When the applause dies down again, Craven announces that the guest of honour will now take a number of questions from the audience. Immediately, a number of hands shoot up in the audience. Craven beams a knowing smile towards the guest of honour, and then allows the first question. Within a flash, it seems, twenty minutes have passed before Craven announces that the guest of honour will now take the last question. When he finishes his answer, Craven takes up her microphone to begin to thank him for his public courage and for how generous he has been with his precious time tonight. “So, Professor,” she says, “this, then, brings us to the end of a most stimulating evening. I want to –”
Somewhat ruffled, Craven looks at the audience, struggling to locate the interrupter. “Excuse me!” he repeats. Craven realises it is the middle-aged man next to the young female in the wheelchair, and she struggles to hide her irritation. “Sir, I’m afraid –”
“Professor Craven, I’m sorry to interrupt you, but this isn’t about me. Perhaps you didn’t notice that Jemima here next to me had her hand raised.

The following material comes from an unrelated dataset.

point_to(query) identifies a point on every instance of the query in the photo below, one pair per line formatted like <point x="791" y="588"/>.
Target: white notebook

She has a question, too. Could you please allow her question?”
A murmur goes through the audience. Craven hesitates, looks to the guest of honour, who indicates that he’ll take the question. Struggling to keep her voice steady, she proceeds: “Of course, sir. I’m sorry. People like Jemima are, after all, the ones to whom Professor White has dedicated so much of his life. Jemima, please go ahead and ask your question.”

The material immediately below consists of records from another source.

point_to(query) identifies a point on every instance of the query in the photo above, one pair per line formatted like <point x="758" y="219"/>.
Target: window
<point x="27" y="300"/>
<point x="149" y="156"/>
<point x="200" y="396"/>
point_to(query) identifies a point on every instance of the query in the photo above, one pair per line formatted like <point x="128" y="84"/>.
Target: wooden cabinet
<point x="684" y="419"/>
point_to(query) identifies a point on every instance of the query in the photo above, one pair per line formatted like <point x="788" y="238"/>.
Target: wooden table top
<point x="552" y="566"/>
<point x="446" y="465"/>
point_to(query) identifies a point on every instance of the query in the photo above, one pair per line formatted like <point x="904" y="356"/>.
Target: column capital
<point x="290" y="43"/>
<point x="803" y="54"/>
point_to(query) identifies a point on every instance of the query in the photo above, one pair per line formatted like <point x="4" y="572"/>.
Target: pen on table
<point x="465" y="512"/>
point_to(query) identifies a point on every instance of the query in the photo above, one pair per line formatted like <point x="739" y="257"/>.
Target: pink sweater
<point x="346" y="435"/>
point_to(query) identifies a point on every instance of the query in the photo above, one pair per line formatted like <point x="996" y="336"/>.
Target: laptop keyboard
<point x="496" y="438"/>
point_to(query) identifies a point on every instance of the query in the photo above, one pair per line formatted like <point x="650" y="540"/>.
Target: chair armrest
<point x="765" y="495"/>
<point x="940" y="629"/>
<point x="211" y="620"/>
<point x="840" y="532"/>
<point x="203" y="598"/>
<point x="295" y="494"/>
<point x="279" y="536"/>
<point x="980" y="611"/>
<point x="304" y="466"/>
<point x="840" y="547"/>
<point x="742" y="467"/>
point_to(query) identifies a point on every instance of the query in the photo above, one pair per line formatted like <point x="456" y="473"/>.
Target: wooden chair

Within seconds, the usher with the roving microphone is holding the microphone carefully next to the young female’s mouth. The audience falls completely silent. The young female begins to speak: “Pr-Pr-Pr –” She breaks off, looks desperately to the middle-aged man, who smiles gently and softly squeezes her hands. She begins again: “Pr-Pr-Professor, hoe-hoe-hoekom pr-pr-praat jy n-n-nie meer Afr-Afr-Afrikaans nie?” Visibly fatigued, the young female slumps back in her wheelchair.
Craven and the guest of honour exchange anxious looks. For a moment they confer, holding their microphones at a distance. Then Craven says: “I’m sorry, Jemima, your question wasn’t very clear. Could you please repeat it?”
Another murmur goes through the audience. The guest of honour fiddles with the top button of his shirt. The middle-aged man squeezes the young female’s hands again. The sound of her loud, uneven breath fills the auditorium. She starts speaking again, straining herself: “Pr-pr-profess-sor, hoe-hoe-hoekom –” She breaks off again, wails loudly and slumps forward, nearly knocking the microphone from the usher’s hand. A stunned silence reigns in the auditorium.
Then the guest of honour takes the microphone, blinks in the glare of the spotlight and says, “I’m sorry, I don’t understand you.”